The statement that $\mathcal P(A) \cup \mathcal P(B)= \mathcal P(A\cup B)$ seems to be somewhat useless though. I can't seem to make any inferences with it that yield any new information about any of the sets it applies to or elements therein. The only "progress" I seem to be able to make is that I can conclude that $A \subseteq A \cup B$, or that $B \subseteq A \cup B$, but I don't think this gives me anything I don't already know. I've tried going down the contradiction path as well but I haven't been able to find anything there either.
I feel like I am missing something obvious here though...
Solution 1:
Hint: Try instead to prove the contrapositive:
If $A \nsubseteq B$ and $B \nsubseteq A$, then $\mathcal{P} ( A ) \cup \mathcal{P} ( B ) \neq \mathcal{P} ( A \cup B )$.
Remember that $E \nsubseteq F$ means that there is an element of $E$ which is not an element of $F$.
Solution 2:
If $\mathcal P(A)\cup \mathcal P(B)=\mathcal P(A\cup B)$, then $A\cup B\in \mathcal P(A)\cup \mathcal P(B)$, so either $A\cup B\in \mathcal P(A)$ or $A\cup B\in \mathcal P(B)$. Thus either $A\cup B\subseteq A$ or $A\cup B\subseteq B$, so...
Solution 3:
You’re right: $\wp(A)\cup\wp(B)\ne\wp(A\cup B)$ doesn’t obviously give you much to work with; that’s often the case with not equals statements. When that happens, it’s always worth taking a look at the contrapositive: does negating the desired conclusion give you more to work with? Here that gives you the hypothesis that $A\nsubseteq B\nsubseteq A$; not a subset isn’t necessarily much better than not equals, but it’s a statement about simpler objects, and when re-expressed in terms of elements of $A$ and $B$, it turns out to do the trick. That’s Arthur Fischer’s excellent hint.

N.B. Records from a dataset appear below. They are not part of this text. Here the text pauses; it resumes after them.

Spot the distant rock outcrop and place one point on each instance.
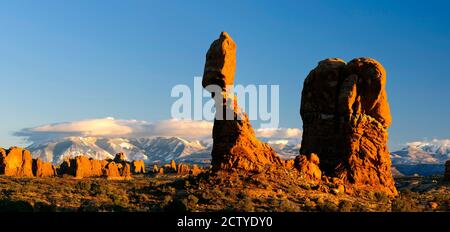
(447, 171)
(181, 169)
(345, 116)
(16, 162)
(235, 144)
(116, 169)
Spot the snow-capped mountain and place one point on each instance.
(150, 149)
(423, 152)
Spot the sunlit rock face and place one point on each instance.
(447, 171)
(345, 116)
(235, 144)
(16, 162)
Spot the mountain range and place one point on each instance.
(157, 149)
(422, 157)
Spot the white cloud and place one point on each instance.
(279, 133)
(111, 127)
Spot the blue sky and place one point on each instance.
(73, 60)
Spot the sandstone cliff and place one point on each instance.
(16, 162)
(345, 116)
(235, 144)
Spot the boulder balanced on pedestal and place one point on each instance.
(235, 144)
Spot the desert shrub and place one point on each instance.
(83, 185)
(309, 205)
(381, 197)
(192, 201)
(176, 205)
(245, 205)
(327, 206)
(345, 206)
(287, 206)
(403, 204)
(119, 200)
(15, 206)
(98, 189)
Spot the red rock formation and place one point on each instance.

The next step, by the way, would be to try a proof by contradiction: that gives you the ‘largest’ possible hypothesis to work with.
However, the original hypothesis actually does more than may at first appear, if you think about it right. It’s pretty obvious that $\wp(A)\cup\wp(B)\subseteq\wp(A\cup B)$ always holds, so $\wp(A)\cup\wp(B)\ne\wp(A\cup B)$ is really saying that $\wp(A)\cup\wp(B)\subsetneqq\wp(A\cup B)$, i.e., that $A\cup B$ has some subset $S$ that is not a subset of $A$ and not a subset of $B$. Draw a Venn diagram, and you’ll probably see immediately why that entails $A\nsubseteq B\nsubseteq A$.